La revolución tecnológica parecía que venía a plantear cambios importantes en las dinámicas educativas. La tradicional educación a distancia (con sus materiales, estudio solitario, cuadernos de ejercicios enviados por correo, alguna tutoría presencial, o por correo electrónico, sus exámenes masivos), había comenzado a cambiar y eran ya numerosos los cursillos, másteres, MOOC (Massive Open Online Courses), cursados íntegramente vía internet, promovidos por plataformas de centros educativos, formación profesional para el empleo, o determinadas universidades, mediante eso que llaman e-learning (aprendizaje electrónico) que permite la interacción del usuario con los materiales de trabajo y el profesorado.
Un sistema que no llegaba más que de forma muy incipiente a la enseñanza reglada universitaria, las enseñanzas secundarias, la Formación Profesional, o la enseñanza primaria.
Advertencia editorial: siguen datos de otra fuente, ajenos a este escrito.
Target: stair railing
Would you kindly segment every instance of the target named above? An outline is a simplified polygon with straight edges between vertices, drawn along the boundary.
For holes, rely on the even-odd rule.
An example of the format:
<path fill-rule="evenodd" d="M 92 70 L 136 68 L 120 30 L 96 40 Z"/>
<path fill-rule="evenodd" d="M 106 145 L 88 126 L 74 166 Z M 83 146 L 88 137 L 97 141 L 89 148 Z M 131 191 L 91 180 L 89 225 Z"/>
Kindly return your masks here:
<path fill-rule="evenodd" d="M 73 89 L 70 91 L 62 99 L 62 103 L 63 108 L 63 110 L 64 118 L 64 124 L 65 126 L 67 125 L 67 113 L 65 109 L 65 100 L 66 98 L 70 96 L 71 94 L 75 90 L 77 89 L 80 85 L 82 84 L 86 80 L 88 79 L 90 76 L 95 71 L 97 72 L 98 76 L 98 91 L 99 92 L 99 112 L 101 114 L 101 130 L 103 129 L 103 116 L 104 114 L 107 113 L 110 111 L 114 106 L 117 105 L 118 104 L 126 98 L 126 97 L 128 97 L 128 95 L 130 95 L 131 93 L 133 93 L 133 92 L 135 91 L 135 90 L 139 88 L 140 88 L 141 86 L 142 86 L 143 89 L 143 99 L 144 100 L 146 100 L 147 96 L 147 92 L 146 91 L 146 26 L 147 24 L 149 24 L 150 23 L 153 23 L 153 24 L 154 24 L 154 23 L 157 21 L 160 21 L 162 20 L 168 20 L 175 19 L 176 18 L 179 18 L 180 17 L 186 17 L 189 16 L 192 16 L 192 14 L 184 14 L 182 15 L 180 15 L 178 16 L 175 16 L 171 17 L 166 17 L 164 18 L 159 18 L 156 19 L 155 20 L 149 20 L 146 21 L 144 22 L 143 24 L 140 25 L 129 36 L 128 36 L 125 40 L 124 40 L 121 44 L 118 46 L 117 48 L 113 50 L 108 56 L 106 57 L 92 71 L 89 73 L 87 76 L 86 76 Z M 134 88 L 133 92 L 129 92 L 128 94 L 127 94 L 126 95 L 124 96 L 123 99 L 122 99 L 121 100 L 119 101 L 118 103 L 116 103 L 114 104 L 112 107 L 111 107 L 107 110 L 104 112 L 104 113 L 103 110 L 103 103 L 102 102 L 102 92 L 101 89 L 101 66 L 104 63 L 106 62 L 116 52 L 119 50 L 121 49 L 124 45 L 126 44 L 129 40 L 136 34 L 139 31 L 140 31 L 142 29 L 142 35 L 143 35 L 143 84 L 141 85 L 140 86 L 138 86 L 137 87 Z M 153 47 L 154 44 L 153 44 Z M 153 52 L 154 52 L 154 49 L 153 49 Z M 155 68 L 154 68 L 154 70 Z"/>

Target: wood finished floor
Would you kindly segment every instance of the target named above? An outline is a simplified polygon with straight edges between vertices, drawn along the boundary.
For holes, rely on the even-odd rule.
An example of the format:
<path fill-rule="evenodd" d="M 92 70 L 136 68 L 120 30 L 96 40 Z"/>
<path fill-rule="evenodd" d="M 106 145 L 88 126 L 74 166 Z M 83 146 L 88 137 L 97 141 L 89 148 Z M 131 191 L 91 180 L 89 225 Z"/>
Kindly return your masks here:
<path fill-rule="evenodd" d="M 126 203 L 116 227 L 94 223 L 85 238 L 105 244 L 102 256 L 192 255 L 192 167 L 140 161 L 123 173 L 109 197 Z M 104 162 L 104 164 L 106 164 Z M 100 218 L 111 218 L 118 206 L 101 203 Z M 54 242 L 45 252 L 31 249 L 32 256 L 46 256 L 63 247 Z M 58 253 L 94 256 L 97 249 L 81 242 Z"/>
Sin embargo, de golpe, la pandemia nos ha situado ante la necesidad de trabajar sobre materiales que aparecen en la pantalla del ordenador o de la tablet, realizar ejercicios y trabajos (individuales y colectivos), remitirlos, recibir correcciones, impartir clases conectados a plataformas, rellenar exámenes, recibir notas, trasladar sugerencias al profesorado.
Las supuestas ventajas de la introducción de la Inteligencia Artificial en las aulas consistía en que podría evitar aprendizajes repetitivos y monótonos, facilitando una mayor personalización de la enseñanza y el aprendizaje colaborativo.
No es que tenga que desaparecer la enseñanza presencial, pero podría romperse la relación mimética y directa entre horario de clase y horas de permanencia en el centro, sobre todo si hay que trabajar con aulas reducidas a la mitad de alumnado, combinando momentos presenciales y trabajo online en casa, o en bibliotecas.
No va a ser una entelequia, ni una fantasía, puede ser una utopía, distopía, ucronía, heterotopía, o eutopía. Organizar nuestra educación, cuando menos en el próximo curso, va a ser una necesidad aprovechando lo mejor que podamos las nuevas posibilidades de trabajo que nos ofrece la digitalización.
El alumnado deberá abandonar la lógica de ir a clase a pasar el tiempo una serie de horas al día, escuchar, tomar notas, hacer deberes, estudiar en casa más o menos y superar un examen, para pasar a ser protagonistas de su aprendizaje. El profesorado deberá dejar de ser un transmisor de conocimientos para convertirse en un educador, incitador, acompañante, tutor, maestro, aquel que abre puertas, e invita a pasar para descubrir algo nuevo.
Esta nueva situación (no me gusta llamarla nueva normalidad, porque no lo es) va a exigir aprendizaje y reciclaje para utilizar bien las herramientas de la IA y también mucha innovación e investigación para contar con aplicaciones atractivas y bien diseñadas, nuevos materiales, nuevos métodos de evaluación, que faciliten el trabajo de toda la comunidad educativa.
Da vértigo, da un poco de miedo. Estos pocos meses han puesto de relieve los límites, las dificultades, las posibilidades de las nuevas tecnologías en la educación. Pero con todo, la mayor dificultad la hemos encontrado en quienes no han podido acceder a las herramientas, quienes no tenían un PC para su uso personal, o tablet, o buena conexión wifi, o un espacio personal de estudio en su casa.
No en todos los niveles educativos se podrá hacer de la misma manera, cada centro educativo es un mundo, cada equipo de profesorado también, pero lo primero será asegurar la igualdad de los chavales, rellenado una brecha digital cuya profundidad y extensión hemos descubierto de golpe. Debe ser el primer paso, sin el cual no habrá otros, o los que vayamos dando producirán mayor desigualdad.